While I don't have an easy reproducible test because I can't find the trigger for the issue, the parquet writer is created like this:
fileWriter, err := pqarrow.NewFileWriter(schema.arrowSchema, file, parquet.NewWriterProperties(parquet.WithAllocator(memory.DefaultAllocator)), pqarrow.DefaultWriterProps())
...And then we call something like this every 10 seconds:
...
builder := array.NewRecordBuilder(memory.DefaultAllocator, schema.arrowSchema)
defer builder.Release()
arrowBuilder := newArrowBuilder(schema.arrowSchema, builder)
for _, op := range toWrite {
aErr = op.appendArrowRecord(arrowBuilder)
if aErr != nil {
aErr = ingestion.NewIrrecoverableError(fmt.Errorf("failed to append arrow record for write operation %s: %w", op.key.String(), aErr), "arrow_transformation_failure")
return aErr
}
}
// Create a new record batch from the buffer we just filled
batch := builder.NewRecordBatch()
defer batch.Release()
aErr = activeBuffer.fileWriter.WriteBuffered(batch)
if aErr != nil {
// Dump a json representation of the batch in blob storage for inspection/troubleshooting
jsonFileLocation, err := dumpBatchJSON(activeBuffer.fs, activeBuffer.locationProvider, batch)
if err != nil {
jsonFileLocation = "unavailable_failure_to_dump_batch"
}
aErr = fmt.Errorf("failed to write batch to parquet file, see json dump at '%s' for troubleshooting: %w", jsonFileLocation, aErr)
return aErr
}
...
That code obviously doesn't compile but it's a decent representation of how we use the APIs.

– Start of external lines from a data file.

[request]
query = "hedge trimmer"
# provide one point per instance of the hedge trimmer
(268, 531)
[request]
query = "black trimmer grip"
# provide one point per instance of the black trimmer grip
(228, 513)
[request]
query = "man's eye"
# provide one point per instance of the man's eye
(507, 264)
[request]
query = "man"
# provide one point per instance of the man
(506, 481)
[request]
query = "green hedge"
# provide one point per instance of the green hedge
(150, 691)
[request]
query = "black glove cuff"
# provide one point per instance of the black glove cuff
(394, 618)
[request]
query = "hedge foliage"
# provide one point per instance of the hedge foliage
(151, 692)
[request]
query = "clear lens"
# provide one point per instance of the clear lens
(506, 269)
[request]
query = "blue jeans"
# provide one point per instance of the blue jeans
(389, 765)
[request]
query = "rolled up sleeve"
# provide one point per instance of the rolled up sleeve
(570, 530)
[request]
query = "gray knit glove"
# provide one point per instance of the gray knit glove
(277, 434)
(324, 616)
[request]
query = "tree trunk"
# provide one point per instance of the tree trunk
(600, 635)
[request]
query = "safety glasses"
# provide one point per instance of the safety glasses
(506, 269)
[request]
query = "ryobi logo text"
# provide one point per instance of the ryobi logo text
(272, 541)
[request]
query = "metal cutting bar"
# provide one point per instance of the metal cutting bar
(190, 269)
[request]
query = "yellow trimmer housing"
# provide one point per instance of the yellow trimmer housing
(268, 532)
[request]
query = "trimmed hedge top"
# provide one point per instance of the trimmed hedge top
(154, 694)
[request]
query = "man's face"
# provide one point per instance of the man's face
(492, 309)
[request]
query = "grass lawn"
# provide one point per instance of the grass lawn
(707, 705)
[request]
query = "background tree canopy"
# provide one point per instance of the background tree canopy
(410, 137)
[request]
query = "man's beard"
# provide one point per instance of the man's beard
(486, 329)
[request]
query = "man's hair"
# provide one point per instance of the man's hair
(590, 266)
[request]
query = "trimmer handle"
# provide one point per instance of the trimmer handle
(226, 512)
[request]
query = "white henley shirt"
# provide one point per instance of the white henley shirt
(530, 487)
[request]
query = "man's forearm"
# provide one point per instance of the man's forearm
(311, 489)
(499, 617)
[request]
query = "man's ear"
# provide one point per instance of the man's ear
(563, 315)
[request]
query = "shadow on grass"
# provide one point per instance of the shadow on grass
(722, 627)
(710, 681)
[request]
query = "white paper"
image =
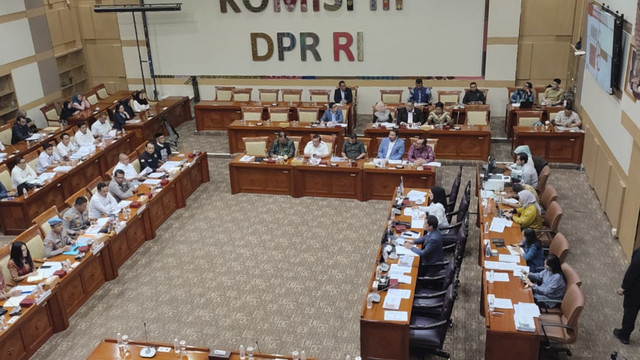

I initially suspected we were misusing arrow-go/pqarrow but the fact that this isn't deterministic given the same data makes me think that there might be a bug.
I will also add that the failure on WriteBuffered seems to leave the file writer in an inconsistent state as I also see occasional failures on Close() like the one below and they seem to correlate with failures on WriteBuffered that happened prior to that file being closed:
row mismatch for buffered row group: 0, column: 60, count expected: 55000, actual: 54397
Note that I could run with a modified version of arrow-go if there are hypotheses to test. Usually, I can get this error within 30 minutes of startup.
Component(s)
Parquet